Gaëlle remarqua que Greg et Mehdi n’étaient pas dans leur
assiette. Ils n’avaient rien écouté de ce qu’elle avait dit. Finalement, elle
demanda à Cédric de lui donner deux pommes qu’elle lança sur les têtes de ses
deux compagnons.
« Hé ! hurla Mehdi.
− Mais ça ne va pas
bien ?
− Greg, Mehdi, vous me le
dites, si je vous ennuie !
− Désolé ! C’est juste
que je pensais à ma copine…dit sans réfléchir Mehdi qui s’en voulut d’avoir
failli tout avouer sur sa relation avec Sarramauca.
− Oh toi aussi ?
s’exclama Greg.
− Ouais ! Ca doit
faire quatre jours que je n’ai aucune nouvelle d’elle !
− Mais pareil ! Elle
ne répond plus au téléphone…
− Elle ne passe plus à
l’improviste à l’appartement…
− Et tout ça sans raison…
− Ah les filles…soupirèrent-ils
en même temps.
− Bro ! s’écria Mehdi
en tendant son poing vers Greg.
− Bro ! répondit Greg
en cognant son poing contre celui de Mehdi.
− Bros ! hurla Gaëlle
en cognant son poing contre les visages des deux amis.
− Oh Greg, tu es en train
de me dire que ta précieuse Cassandre s’est probablement foutue de toi ?
Quelle surprise dis-moi ! siffla Claire avec cynisme.

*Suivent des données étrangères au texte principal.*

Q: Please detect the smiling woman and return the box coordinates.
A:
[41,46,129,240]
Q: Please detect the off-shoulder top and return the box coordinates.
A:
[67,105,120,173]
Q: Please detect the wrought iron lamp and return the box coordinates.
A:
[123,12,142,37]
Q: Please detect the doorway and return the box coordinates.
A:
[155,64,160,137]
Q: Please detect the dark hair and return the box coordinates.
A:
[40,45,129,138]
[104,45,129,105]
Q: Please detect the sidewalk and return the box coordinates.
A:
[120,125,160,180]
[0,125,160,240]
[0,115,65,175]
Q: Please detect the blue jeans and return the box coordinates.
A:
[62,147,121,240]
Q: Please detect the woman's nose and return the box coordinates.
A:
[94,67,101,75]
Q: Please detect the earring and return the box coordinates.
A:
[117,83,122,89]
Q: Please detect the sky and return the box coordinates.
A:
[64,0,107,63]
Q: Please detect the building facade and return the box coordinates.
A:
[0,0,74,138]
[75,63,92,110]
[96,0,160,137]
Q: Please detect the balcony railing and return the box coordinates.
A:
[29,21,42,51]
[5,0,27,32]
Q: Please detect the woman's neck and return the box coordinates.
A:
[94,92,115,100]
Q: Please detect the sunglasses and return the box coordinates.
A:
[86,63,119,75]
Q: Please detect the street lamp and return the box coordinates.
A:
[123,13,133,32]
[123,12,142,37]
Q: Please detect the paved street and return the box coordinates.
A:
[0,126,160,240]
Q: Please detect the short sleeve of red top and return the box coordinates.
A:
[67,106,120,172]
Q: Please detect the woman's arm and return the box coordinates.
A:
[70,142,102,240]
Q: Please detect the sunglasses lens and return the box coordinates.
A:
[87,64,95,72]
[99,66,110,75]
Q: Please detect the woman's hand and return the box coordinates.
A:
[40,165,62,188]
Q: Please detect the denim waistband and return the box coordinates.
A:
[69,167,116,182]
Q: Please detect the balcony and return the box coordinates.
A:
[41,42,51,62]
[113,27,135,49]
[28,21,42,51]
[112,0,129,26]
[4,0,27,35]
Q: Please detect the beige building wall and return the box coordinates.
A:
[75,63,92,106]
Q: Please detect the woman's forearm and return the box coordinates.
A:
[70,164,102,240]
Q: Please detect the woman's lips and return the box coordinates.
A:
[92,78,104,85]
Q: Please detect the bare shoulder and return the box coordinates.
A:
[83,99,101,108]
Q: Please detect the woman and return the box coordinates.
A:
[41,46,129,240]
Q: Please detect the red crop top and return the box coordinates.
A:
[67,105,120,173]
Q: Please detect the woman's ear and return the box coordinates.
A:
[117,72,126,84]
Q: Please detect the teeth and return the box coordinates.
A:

− Considérations amoureuses
mises à part, on n’était pas en train de parler de comment revoir notre
stratégie de combat ? » dit Cédric.
Claire garda le silence. Elle n’aimait pas Cassandre,
elle ne saurait dire pourquoi. Elle avait toujours trouvé bizarre ce
revirement, cet intérêt soudain qu’elle avait manifesté pour Greg. Elle trouva
tout de même intéressant que Greg et Mehdi aient à peu près les mêmes
difficultés au même moment. C’était peut-être une coïncidence, mais elle n’y
croyait pas trop. Elle ignorait que Mehdi avait eu une copine, et il n’en avait
parlé à personne. Cela l’intriguait.
Lorsqu’ils sortirent du logement de Michael, Claire
rattrapa Mehdi qui marchait les mains dans les poches. Lorsqu’elle parvint à le
rejoindre, elle lui proposa d’aller boire un verre dans un pub non loin.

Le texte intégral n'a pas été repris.